What's your best strategy to combine the javascript-based and server-sided HTML generation?
PS: Server-sided language is always different (PHP, RoR, C++).
PPS: Please don't give me an answer for Node.JS, I could figure that out on my own ;-)
Here's the Ruby on Rails solution:
Every model has its own partial. For example, if you have models Post and Comment, you would have _post.html.erb and _comment.html.erb
When you call "render #post" or "render #comment", RoR will look at the type of the object and decide which partial to use.
This means that you can redner out an object in the same way in many different views.
I.e. in a normal response or in an AJAX response you'd always just call "render #post"
Edit:
If you would like to render things in JS without connecting to the server (e.g. you get your data from a different server or whatever), you can make a JS template with the method I mentioned, send it to the client and then have the client render new objects using that template.
See this like for a JS templating plugin: http://api.jquery.com/category/plugins/templates/
Make a server handler to generate the HTML. Call that code from the server when you open the page, and when you need to do a live update, do an AJAX request to that handler so you don't have to repeat the code in the client.
What's your best strategy to combine the javascript-based and server-sided HTML generation?
If you want to stay DRY, don't try to combine them. Stick with generating the HTML only on the server (clearly the preferable option for SEO), or only on the client.
Make a page which generates the HTML on the server and returns it, e.g.:
http://example.com/serverstuff/generaterows?x=0&y=foo
If you need it on the server, access that link, or call the subroutine that accessing the link calls. If you need it on the client, access that link with AJAX, which will end up calling the same server code.
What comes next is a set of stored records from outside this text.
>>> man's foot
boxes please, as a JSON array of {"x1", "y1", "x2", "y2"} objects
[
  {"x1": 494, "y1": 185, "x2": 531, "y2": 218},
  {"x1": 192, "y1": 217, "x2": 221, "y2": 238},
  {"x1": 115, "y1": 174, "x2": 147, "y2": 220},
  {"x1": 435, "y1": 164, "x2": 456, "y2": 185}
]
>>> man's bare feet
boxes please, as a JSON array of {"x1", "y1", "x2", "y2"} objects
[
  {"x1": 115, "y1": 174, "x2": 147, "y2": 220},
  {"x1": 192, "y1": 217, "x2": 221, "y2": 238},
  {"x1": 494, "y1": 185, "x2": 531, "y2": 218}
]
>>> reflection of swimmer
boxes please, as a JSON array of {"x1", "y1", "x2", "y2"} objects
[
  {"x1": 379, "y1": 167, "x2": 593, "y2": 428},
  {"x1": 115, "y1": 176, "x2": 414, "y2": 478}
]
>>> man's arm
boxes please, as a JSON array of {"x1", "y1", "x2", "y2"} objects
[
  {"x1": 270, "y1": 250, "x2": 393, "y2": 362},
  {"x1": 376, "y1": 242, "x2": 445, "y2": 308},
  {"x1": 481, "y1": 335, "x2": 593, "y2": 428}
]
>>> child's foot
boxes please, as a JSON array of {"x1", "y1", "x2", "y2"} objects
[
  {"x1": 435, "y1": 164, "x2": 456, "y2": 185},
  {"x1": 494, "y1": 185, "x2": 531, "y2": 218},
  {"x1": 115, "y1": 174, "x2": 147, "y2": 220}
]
Or am I missing something? (I'm not sure what you mean by "generated by AJAX").
I don't see another solution if you have two different languages. Either you have a PHP/RoR/whatever to JavaScript compiler (so you have source written in one language and automatically generated in the others), or you have one generate output that the other reads in.
Load the page without any rows/data.
And then run your Ajax routines to fetch the data first time on page load
and then subsequently fetch updates/new records as and when required/as decided by your code.